The biopsy, typically done on an outpatient basis, involves a needle inserted between two ribs into the liver. A small liver tissue sample is taken. “The biopsy is sent to the pathology department to process, and we try to figure out if it is a tumor and where the tumor is from,” Dr. Zhang says.

The analysis sometimes uses immunohistochemical staining or molecular tests to determine whether the affected cells originated in the liver or another organ, such as the lung or colon.

How do pathology findings affect treatment of primary liver cancer?

Pathologists try to learn as much as they can about a patient’s disease, starting with identifying its exact parameters.

“Once we have determined the type of cancer, we focus on the degree of malignancy and other characteristics, such as the underlying liver disease,” Dr. Zhang says. “The doctor may already know the size, number and location, based on the radiology findings. Is it small? Is there more than one mass? What type of tumor is it?”

Pathologists’ answers to these questions guide treatment decisions. “If there are three small tumors, the patient may qualify for a liver transplant or tumor resection,” Dr.
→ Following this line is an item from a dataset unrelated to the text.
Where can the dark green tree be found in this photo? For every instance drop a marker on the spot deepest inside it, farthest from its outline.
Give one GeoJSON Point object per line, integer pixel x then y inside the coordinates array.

Zhang says. “If there is just a single one, it may just be removed.” Other treatments, including ablation, chemoembolization and radioembolization, may be appropriate, based on the diagnosis.

Pathologists can also evaluate the efficacy of treatment. “We can see how many tumor cells died after treatment and evaluate if the tumor was completely excised,” he says.

How do pathology findings affect treatment of secondary liver cancer?

For patients with secondary liver cancer, it’s important to pinpoint the origin of the cancer.

“Sometimes the secondary liver cancer is the first sign of the disease, without knowing where it’s from,” Dr. Zhang says. “We do a series of studies to make sure we know.”

Imaging studies, he says, and sometimes additional studies (molecular or tumor gene profiling) may provide further detail that will help doctors to choose the most effective treatment.

“For example, with colon cancer and lung cancer, tumor gene profiling analysis using molecular techniques can identify whether targeted/personalized precision therapies might be helpful,” he says.

What makes Yale Medicine’s approach to diagnosing liver cancer unique?

In the realm of pathological medicine, Yale Medicine stands apart from other institutions, says Dr. Zhang.

“All our gastrointestinal and liver pathologists are specialized in GI and liver pathology with extensive experience in the field,” he says. "Yale Medicine fosters a collaborative spirit within departments and with others. Our oncologists, radiologists, surgeons and pathologists all work together to make decisions for patient management."

Also of value, Dr. Zhang says, is that Yale Medicine offers access to advanced treatments and ongoing clinical trials. “It’s very good for patients,” he says, “because we’re more connected than many other places.”